“What’s the problem with porn – isn’t it just an individual’s private choice to do what they want with their own body? Many reputable people have deemed it ok from the friend who thinks no harm no foul to New York Times detailing the benefits of pornography. So why are we taking a stance? Because porn hurts.
At Journey, we are concerned about anything that affects relationships. Research indicates that almost half of all families in the U.S. reported that pornography is a problem in their home. Furthermore, porn can be associated with lowered sexual satisfaction and commitment, along with an increase in negative communication and infidelity among couples.
This is similar to what I’ve seen in my practice. Couples who come into counseling where pornography is an issue often describe a lack of physical and emotional intimacy. Why is this?
Many women consider porn use by their partners to be a type of infidelity. Porn typically encourages a photo or video induced fantasy relationship by which the person is sexually aroused rather than by their partner. It is like an extramarital relationship, except that the fantasy relationship can be even more threatening because the fantasy partner always says and does what you want them to, they are usually without blemish, never have a headache, and are always in the mood. How can any real person compete with that?
Women whose husbands or boyfriends look at pornography often report poor body image, concerned that he is comparing her to those perfect younger bodies. Women also complain of loneliness, a lack of communication, and little or no intimacy (physical or emotional). They often wonder, “Why am I not enough?”
Sometimes I hear women state that their partner pressures them to reenact what he has seen on porn videos, leaving them feeling “humiliated” or “dirty” afterwards. This is especially true when the photos or videos portray violence and/or abuse.

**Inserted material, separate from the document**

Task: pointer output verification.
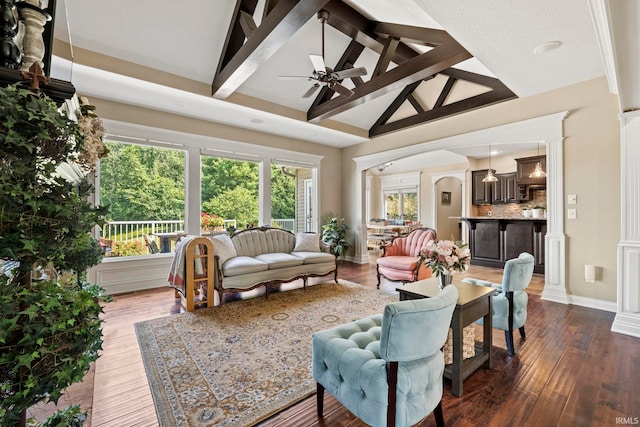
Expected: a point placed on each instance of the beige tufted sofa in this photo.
(266, 256)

The reality is, porn hurts. It doesn’t just affect the person who is using it, but it also affects the individual who they are in a relationship with.
So what can be done? We encourage you to do your own research. If you are in a committed relationship where porn is involved, have a heart-to-heart discussion about how it affects each of you. When it comes to sexuality in a marriage, both people need to feel secure and comfortable in order for intimacy to grow.
If you are someone who struggles with the negative aspects of porn in your life, reach out. There are likely professionals in your area who can help, look online, call a hotline, or find a therapist, but don’t try to go through this alone.